Schism, Excommunication and the Catholic Church

The cases of Archbishop Carlo Viganò and a community of Poor Clares from Spain have shined the spotlight on canonical penalties in canon law.

Schism has been in the news lately: Recent headlines include the former nuncio to the United States Archbishop Carlo Maria Viganò having been summoned to Rome to answer formal charges of schism; and a community of Poor Clare nuns in Belorado, Spain, who have been declared excommunicated by their local bishop because they have “incurred schism.”

But what is schism?

Most fundamentally, schism is a canonical crime. It is important to note that while the Catholic Church’s Code of Canon Law is based on faith and morals, it is still a legal system rather than a purely moral one. That is, canon law is practically ordered to the good governance of the institutional Church, setting the stage for the faithful to have the proper environment to grow closer to God, rather than directly setting out the principles for a good relationship with the Lord. So, while all canonical crimes are sins, not every sin is a crime in canon law.

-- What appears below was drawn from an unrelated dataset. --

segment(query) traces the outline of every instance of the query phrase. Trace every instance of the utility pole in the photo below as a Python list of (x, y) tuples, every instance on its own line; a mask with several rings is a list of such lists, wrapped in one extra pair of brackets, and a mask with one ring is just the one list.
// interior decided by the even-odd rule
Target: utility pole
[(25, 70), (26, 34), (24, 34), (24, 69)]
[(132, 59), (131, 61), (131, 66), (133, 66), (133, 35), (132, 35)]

Generally, sins are put into law as canonical crimes when they more outwardly affect sacramental discipline or the good governance of the Church.

Canon 751 of the Code of Canon Law tells us that schism “is the withdrawal of submission to the Supreme Pontiff or from communion with the members of the Church subject to him.” This is in contrast with heresy, which the same canon defines as “the obstinate denial or doubt, after baptism, of a truth which must be believed by divine and Catholic faith.” It is also different from the crime of “total repudiation of the Christian faith,” which we call “apostasy.”